«Sólo la naturaleza demuele sus propias obra: el huracán, la tempestad; aquí está vivo el genio de la naturaleza que hizo las maravillas de las selvas, y las repite y multiplica todos los días. Los escombros van desapareciendo bajo las sombras de otros suntuosos y magníficos edificios. La artista no demuele sus obras sino para mejorarlas, y para ellos recibe fuerzas y poderosos elementos de la descomposición de las mismas ruinas que ha esparcido a sus pies.»
«Cumandá», Juan León Mera.

Dejé la bici en Guayaquil y volví a Quito. Siempre vuelvo a Quito. Vinieron mis papás a visitarme (qué lindo verlo a mi papá después de más de un año…), estuvo la Feria del Libro, imprimí más libros, me reencontré con amigos. Y fui a subir el Rucu Pichincha, una de las montañas que rodea a Quito. Primero: teleférico. Después: caminata. Después del después: casco y a escalar. Pero antes nos sentamos a comer algo, a descansar, a ver.


Mientras estaba allá arriba, mirando la montaña y con Quito a mis espaldas, empecé a notar el silencio del lugar. De repente, aves, el viento, conversaciones a lo lejos. Y me acordé del olor a leña que sentía cada noche en la Hacienda El Porvenir, del color del pelaje de los caballos que veía por las mañanas y de un montañista hablando del respecto que hay que tenerle a las montañas, ya que son ellas las que deciden si uno sube o no.


También me acordé de los pájaros, las ranas y los insectos que escuchábamos en el Cuyabeno, de la espesura de la selva que rodeaba el río, de la lluvia que golpeaba el techo de la pieza por la noche, de los contornos de los monos en lo alto de los árboles. Esos días aprendí que, aunque a simple vista todo pareciera igual (verde, frondoso, tranquilo), si uno presta atención, la naturaleza se deja ver, escuchar y oler. En el Cuyabeno aprendí a mirar despacio para encontrar sapitos, arañas, polillas y lagartijas; aprendí a reconocer las oropéndolas y los quisquidíes por su sonido, los tucanes y los guacamayos por su contorno y los hoatzines por su cresta; aprendí sobre la gente que fue mudada por empresas petroleras y gente que se resisten a ellos. En el libro «Cumandá» dice «Al principio te sorprende y apabulla, luego se convierte en monotonía, y más tarde en una modorra tranquila que te seda». Así se siente estar en el Cuyabeno. Así se siente estar en la selva. Una sucesión que no tarda mucho en suceder.
En el Cajas la altura me cerró el estómago, el frío me caló los huesos por la noche y el paisaje de páramo me daba cierta sensación de desierto. Durante el día: sol y viento. Por las noches: luna y viento. Cuatro días sirvieron para entender todo: el sol, el viento y las nubes. Y también para mirarme cara a cara con un terneto, para disfrutar -si puedo agregarle un significado a esa palabra- mojándome los pies en los humedales, para buscar flores silvestres entre los pastos y jugar a deshojar quewiñas. Camino al Quilotoa pensamos que iba a llover por la cantidad de nubes que había, pero una mujer nos tranquilizó: “Hay viento, eso significa que no va a llover”, y su sonrisa sin razón me hizo pensar por qué no pueden ser los sentimientos un sentido más, si también nos permiten percibir lo que nos rodea.

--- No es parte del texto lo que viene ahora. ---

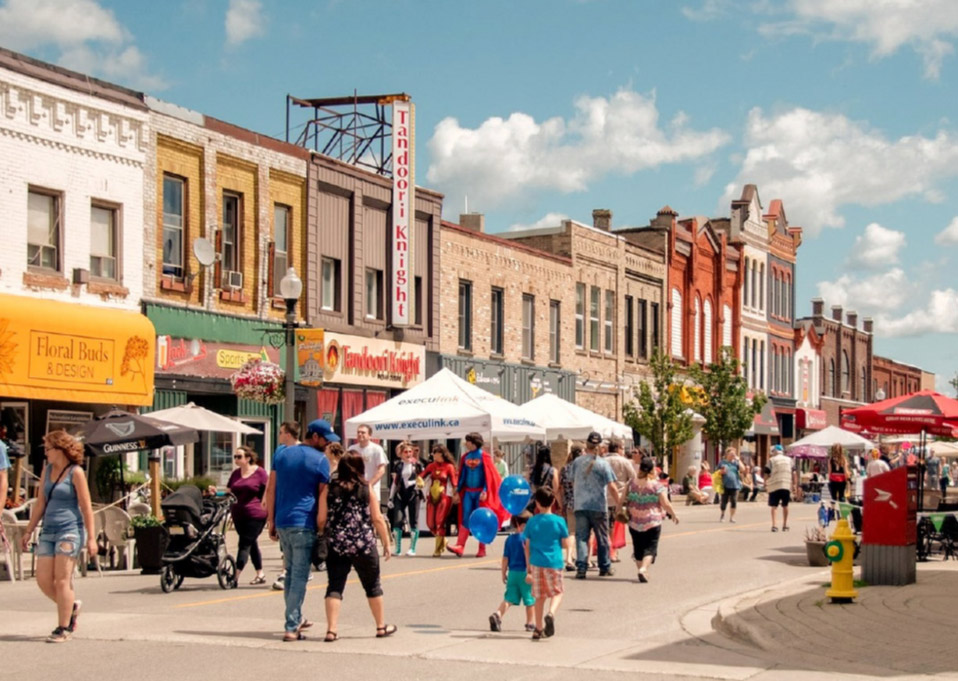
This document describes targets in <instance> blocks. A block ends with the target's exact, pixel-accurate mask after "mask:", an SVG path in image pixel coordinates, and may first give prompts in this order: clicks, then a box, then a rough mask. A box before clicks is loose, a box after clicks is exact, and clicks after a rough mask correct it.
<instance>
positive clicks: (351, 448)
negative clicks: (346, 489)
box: [348, 423, 389, 500]
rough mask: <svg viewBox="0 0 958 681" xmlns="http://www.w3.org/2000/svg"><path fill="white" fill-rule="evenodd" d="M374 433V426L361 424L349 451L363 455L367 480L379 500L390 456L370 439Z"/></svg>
mask: <svg viewBox="0 0 958 681" xmlns="http://www.w3.org/2000/svg"><path fill="white" fill-rule="evenodd" d="M372 433H373V427H372V426H369V425H366V424H365V423H364V424H362V425H360V426H359V427H358V428H357V429H356V442H354V443H353V444H351V445H350V446H349V449H348V451H350V452H356V453H357V454H359V455H360V456H362V457H363V464H364V465H365V469H364V471H365V476H366V480H367V481H368V482H369V484H370V485H372V488H373V494H375V495H376V499H377V500H379V499H380V498H381V496H382V495H381V493H380V481H381V480H382V479H383V476H384V475H386V467H387V466H388V465H389V457H387V456H386V452H385V451H384V450H383V448H382V447H380V446H379V445H378V444H376V443H375V442H373V441H372V440H371V439H370V438H371V437H372Z"/></svg>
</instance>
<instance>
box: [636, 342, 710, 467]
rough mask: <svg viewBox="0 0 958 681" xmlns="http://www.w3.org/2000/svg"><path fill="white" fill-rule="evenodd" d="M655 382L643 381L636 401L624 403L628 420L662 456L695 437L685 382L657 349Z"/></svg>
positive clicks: (641, 383)
mask: <svg viewBox="0 0 958 681" xmlns="http://www.w3.org/2000/svg"><path fill="white" fill-rule="evenodd" d="M649 367H650V368H651V369H652V382H651V385H650V384H649V383H648V382H643V383H640V384H639V386H638V388H637V389H636V390H634V391H633V396H634V397H635V399H634V400H632V401H631V402H628V403H626V404H625V406H623V408H622V413H623V415H624V417H625V422H626V423H627V424H628V425H629V426H631V427H632V428H633V429H634V430H635V431H636V432H637V433H639V435H641V436H642V437H644V438H646V439H647V440H649V441H650V442H651V443H652V452H653V454H655V456H656V457H658V458H662V457H664V456H665V455H667V454H671V453H672V450H673V449H674V448H675V447H678V446H679V445H681V444H683V443H684V442H687V441H688V440H691V439H692V435H693V430H692V414H691V412H690V411H689V409H688V404H686V402H684V401H683V390H682V381H681V380H679V379H678V378H676V375H675V365H673V364H672V360H671V359H670V358H669V357H667V356H666V355H664V354H662V353H659V352H656V353H655V354H654V355H653V356H652V359H651V360H650V361H649Z"/></svg>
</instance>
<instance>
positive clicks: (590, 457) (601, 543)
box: [572, 431, 619, 579]
mask: <svg viewBox="0 0 958 681" xmlns="http://www.w3.org/2000/svg"><path fill="white" fill-rule="evenodd" d="M601 442H602V436H601V435H599V433H597V432H596V431H592V432H591V433H589V437H587V438H586V451H585V453H584V454H583V455H582V456H580V457H579V458H578V459H576V460H575V461H574V462H573V463H572V474H573V479H574V482H573V496H574V499H575V547H576V573H575V576H576V579H585V575H586V570H587V568H588V567H589V537H590V536H591V535H592V534H594V535H595V539H596V548H597V553H598V557H599V576H600V577H608V576H611V575H613V574H615V571H614V570H613V569H612V561H611V559H610V556H609V503H608V498H609V495H611V496H612V499H613V500H614V501H615V503H616V504H618V503H619V491H618V489H617V488H616V485H615V474H614V473H613V472H612V467H611V466H610V465H609V463H608V462H607V461H605V459H602V458H600V457H599V455H598V447H599V444H600V443H601Z"/></svg>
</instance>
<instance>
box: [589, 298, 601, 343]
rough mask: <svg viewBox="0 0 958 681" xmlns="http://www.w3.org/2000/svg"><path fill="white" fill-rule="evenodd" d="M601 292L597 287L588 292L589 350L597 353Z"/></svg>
mask: <svg viewBox="0 0 958 681" xmlns="http://www.w3.org/2000/svg"><path fill="white" fill-rule="evenodd" d="M601 294H602V292H601V291H600V290H599V288H598V287H597V286H593V287H592V289H591V290H590V291H589V349H590V350H592V351H593V352H598V351H599V297H600V296H601Z"/></svg>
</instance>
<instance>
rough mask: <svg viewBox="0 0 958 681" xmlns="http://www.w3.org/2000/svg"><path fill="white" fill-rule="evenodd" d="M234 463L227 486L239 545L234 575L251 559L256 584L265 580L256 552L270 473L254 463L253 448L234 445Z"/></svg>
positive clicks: (254, 577)
mask: <svg viewBox="0 0 958 681" xmlns="http://www.w3.org/2000/svg"><path fill="white" fill-rule="evenodd" d="M233 463H235V464H236V466H237V468H236V469H235V470H234V471H233V473H232V475H230V479H229V482H227V483H226V486H227V487H228V488H229V490H230V492H232V494H233V496H234V497H236V503H235V504H233V505H232V506H231V507H230V512H231V513H232V514H233V525H234V527H236V533H237V534H238V535H239V548H238V549H237V552H236V573H237V575H238V574H239V573H240V572H242V571H243V568H244V567H246V561H247V560H252V562H253V567H254V568H255V569H256V577H254V578H253V581H252V582H250V584H252V585H254V586H258V585H260V584H265V583H266V574H265V573H264V572H263V557H262V555H261V554H260V552H259V543H258V542H257V540H258V539H259V535H260V534H261V533H262V532H263V527H264V526H265V525H266V509H265V508H264V507H263V494H264V493H265V492H266V484H267V482H269V476H267V475H266V471H264V470H263V469H262V468H261V467H259V466H257V465H256V452H254V451H253V450H252V449H250V448H249V447H237V448H236V452H235V453H234V454H233Z"/></svg>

Después empezamos a escalar, y sentí una adrenalina que hacía mucho no sentía, desde la última vez que había escalado tal vez: una concentración que sólo me permitía estar en ese momento espacio-tiempo, que me conectaba con todos los sentidos y me tenía concentrada en poner los pies en el lugar correcto paso a paso, de agarrarme del hueco justo en cada movimiento. Una adrenalina que reducía todo mi mundo a esa pared de piedra, que transformaba el abismo a mis espaldas en un mundo lejano.

Esa tarde, a más de 4.000 msnm, pesaba en el silencio de la naturaleza, y me acordaba de otras veces, contadas con los dedos de una mano, en que creí ¿escuchar? el silencio. Para mí el silencio tiene un sonido. Así que esa tarde lo decidí: la naturaleza no tiene sonidos: tiene sentidos.